Newport Beach Lt. Court Depweg wrote that Spitzer had improperly ruined the death penalty case against Buggs, who is Black, by making inappropriate racial remarks and then trying to cover it up.
“It was disappointing that [a prosecutor] and so many of his colleagues would try and cover this matter up as we all know the ‘cover up is always worse than the crime,’ ” Depweg wrote.
“In my twenty plus years of law enforcement experience, I had never heard of an entire district attorney unit being removed from communicating with the lead agency in the prosecution of a homicide,” he added.

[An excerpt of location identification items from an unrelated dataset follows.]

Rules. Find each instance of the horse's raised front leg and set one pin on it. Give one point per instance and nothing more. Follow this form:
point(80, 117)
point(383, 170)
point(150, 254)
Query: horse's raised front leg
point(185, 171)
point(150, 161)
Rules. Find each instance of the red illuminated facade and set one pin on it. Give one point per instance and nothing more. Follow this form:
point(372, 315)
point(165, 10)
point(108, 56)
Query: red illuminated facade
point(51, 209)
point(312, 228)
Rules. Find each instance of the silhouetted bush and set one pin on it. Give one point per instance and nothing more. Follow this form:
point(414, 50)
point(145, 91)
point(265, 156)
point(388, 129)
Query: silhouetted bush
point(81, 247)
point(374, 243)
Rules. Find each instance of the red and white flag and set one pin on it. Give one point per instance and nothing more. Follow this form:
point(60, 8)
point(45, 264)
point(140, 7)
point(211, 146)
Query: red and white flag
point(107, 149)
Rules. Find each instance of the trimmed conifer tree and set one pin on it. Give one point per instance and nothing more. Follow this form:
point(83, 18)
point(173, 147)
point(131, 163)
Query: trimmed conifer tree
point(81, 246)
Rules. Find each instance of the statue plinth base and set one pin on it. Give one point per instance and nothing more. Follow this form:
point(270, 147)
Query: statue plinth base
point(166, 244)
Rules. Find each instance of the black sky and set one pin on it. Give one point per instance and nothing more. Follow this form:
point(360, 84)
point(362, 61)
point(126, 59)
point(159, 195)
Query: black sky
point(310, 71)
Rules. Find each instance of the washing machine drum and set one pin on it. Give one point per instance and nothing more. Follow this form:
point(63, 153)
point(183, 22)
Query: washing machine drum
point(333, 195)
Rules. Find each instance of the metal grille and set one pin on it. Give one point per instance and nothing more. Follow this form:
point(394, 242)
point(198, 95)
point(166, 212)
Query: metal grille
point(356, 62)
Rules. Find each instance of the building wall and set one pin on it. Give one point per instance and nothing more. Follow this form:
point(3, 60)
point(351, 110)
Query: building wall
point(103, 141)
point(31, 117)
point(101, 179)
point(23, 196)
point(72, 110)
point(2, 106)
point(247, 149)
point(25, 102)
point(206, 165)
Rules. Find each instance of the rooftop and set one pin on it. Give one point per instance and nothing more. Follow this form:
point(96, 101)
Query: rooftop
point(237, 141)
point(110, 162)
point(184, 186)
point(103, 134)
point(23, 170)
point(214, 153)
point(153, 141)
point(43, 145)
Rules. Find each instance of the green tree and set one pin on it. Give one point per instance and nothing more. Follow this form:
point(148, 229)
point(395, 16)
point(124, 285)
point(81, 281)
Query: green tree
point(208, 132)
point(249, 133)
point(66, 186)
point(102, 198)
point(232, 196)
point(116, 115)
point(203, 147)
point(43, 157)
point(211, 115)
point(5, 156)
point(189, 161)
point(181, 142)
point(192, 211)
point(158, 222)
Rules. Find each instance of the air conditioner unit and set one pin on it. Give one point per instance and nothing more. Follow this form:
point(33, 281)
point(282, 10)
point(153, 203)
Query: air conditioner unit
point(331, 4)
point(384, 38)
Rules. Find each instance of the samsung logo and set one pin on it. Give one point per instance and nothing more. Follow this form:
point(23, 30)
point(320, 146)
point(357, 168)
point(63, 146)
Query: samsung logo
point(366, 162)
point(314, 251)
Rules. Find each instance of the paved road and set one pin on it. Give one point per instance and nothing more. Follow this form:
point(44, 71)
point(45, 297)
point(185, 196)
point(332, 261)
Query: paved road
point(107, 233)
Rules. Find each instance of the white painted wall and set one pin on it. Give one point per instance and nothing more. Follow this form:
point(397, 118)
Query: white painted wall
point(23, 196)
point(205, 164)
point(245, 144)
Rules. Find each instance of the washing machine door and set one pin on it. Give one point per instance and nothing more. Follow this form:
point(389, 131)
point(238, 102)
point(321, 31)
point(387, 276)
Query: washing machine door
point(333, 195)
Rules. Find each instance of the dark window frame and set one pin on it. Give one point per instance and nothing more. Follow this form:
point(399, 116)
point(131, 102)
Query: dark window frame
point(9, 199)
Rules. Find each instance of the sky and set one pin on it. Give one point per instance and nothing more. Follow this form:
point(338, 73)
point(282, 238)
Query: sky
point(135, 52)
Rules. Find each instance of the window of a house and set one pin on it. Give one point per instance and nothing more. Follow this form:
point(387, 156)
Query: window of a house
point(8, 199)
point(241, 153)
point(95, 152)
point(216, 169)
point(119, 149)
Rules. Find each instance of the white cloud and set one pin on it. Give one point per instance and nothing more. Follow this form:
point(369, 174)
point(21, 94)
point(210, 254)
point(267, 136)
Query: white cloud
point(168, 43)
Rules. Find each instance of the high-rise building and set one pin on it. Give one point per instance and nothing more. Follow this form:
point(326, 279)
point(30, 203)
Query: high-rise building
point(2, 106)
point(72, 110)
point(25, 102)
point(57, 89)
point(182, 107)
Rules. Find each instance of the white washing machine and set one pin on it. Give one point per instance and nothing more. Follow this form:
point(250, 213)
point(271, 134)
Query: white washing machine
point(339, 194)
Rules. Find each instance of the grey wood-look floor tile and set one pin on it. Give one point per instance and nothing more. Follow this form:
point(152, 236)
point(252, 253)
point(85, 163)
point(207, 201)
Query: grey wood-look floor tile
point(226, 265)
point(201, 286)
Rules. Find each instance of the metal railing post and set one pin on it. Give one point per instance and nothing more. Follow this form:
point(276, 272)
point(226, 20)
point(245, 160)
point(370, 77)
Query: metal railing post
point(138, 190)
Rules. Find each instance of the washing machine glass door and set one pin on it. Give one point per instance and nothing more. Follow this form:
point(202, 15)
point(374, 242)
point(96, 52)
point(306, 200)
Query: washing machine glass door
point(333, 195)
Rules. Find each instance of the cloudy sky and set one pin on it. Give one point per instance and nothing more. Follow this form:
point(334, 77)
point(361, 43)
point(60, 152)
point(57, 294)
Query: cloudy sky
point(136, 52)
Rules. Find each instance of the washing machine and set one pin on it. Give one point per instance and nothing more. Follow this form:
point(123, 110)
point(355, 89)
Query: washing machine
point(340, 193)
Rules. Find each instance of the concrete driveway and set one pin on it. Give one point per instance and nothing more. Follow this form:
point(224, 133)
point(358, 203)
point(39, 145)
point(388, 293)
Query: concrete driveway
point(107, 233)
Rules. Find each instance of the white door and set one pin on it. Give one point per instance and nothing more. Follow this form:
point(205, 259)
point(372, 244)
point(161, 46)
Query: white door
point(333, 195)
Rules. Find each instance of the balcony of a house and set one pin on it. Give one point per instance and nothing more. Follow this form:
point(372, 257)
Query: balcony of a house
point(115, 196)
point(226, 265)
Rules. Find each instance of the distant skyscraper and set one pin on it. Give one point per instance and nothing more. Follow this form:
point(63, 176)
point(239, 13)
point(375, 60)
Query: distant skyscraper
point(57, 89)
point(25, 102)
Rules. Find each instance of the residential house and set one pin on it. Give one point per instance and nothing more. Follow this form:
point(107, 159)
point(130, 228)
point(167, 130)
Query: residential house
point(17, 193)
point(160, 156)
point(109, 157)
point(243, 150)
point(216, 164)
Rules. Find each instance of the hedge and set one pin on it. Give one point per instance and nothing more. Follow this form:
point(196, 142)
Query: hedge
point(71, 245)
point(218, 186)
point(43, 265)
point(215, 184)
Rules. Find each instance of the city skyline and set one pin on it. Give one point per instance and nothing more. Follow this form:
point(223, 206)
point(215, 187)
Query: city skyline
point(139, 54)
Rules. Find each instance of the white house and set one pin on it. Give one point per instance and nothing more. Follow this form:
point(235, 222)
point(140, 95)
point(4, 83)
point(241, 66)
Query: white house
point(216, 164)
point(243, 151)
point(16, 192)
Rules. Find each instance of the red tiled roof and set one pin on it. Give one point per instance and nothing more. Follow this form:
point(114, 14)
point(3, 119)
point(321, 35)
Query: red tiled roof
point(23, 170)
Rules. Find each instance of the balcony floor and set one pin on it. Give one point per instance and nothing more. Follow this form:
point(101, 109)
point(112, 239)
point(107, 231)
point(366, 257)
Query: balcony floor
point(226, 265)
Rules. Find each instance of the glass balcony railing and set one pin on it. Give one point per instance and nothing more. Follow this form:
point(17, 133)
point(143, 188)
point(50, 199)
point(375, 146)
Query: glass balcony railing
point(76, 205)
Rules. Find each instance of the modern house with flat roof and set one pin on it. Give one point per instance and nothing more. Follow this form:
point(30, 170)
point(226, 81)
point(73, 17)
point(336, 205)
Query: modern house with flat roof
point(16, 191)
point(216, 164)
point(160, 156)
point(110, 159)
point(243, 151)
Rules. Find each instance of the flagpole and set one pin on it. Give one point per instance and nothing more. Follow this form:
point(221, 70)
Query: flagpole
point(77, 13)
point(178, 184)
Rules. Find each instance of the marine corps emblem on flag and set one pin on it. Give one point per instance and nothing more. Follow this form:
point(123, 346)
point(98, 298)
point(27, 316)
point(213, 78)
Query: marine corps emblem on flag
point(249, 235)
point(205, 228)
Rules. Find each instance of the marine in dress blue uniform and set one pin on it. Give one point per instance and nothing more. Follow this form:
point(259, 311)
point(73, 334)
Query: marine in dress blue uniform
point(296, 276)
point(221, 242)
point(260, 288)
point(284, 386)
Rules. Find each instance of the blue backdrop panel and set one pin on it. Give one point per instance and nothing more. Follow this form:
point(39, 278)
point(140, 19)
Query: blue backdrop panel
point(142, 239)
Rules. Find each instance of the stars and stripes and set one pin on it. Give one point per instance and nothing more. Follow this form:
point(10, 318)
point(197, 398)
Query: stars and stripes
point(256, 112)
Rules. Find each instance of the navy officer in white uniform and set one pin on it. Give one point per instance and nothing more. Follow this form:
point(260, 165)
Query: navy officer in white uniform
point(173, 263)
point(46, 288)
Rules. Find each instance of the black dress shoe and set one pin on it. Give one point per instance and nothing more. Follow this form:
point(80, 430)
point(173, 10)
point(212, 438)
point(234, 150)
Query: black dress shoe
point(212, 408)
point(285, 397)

Depweg said he’s been told by multiple current and former DA officials that Spitzer “made an unsolicited, derogatory, and racist comment about Black men/persons” at an Oct. 1 meeting on whether to seek the death penalty against Jamon Rayon Buggs, who is Black.
[Click here to read the memos that were unsealed by Judge Prickett on Thursday: Internal DA memos and the letter from the lead police detective in Newport Beach.]
In response, Spitzer said there were legal reasons communication was cut off between the DA’s office and the police department, but would not address the cover-up allegations or how he treated the victim’s families.
“The District Attorney’s Office was very limited in what we could say because we had already gone to the judge and the issue was being litigated in Court,” Spitzer said in a statement provided by his spokeswoman Kimberly Edds.
Edds didn’t have an answer when asked if Spitzer would comment about the cover-up allegations, and why the victims’ families apparently were not informed that he decided against the death penalty, despite requirements under Marsy’s Law.
Voice of OC asked Spitzer and Edds on Friday why Spitzer decided not to pursue the death penalty against Buggs, and when he made that decision. They did not provide an answer.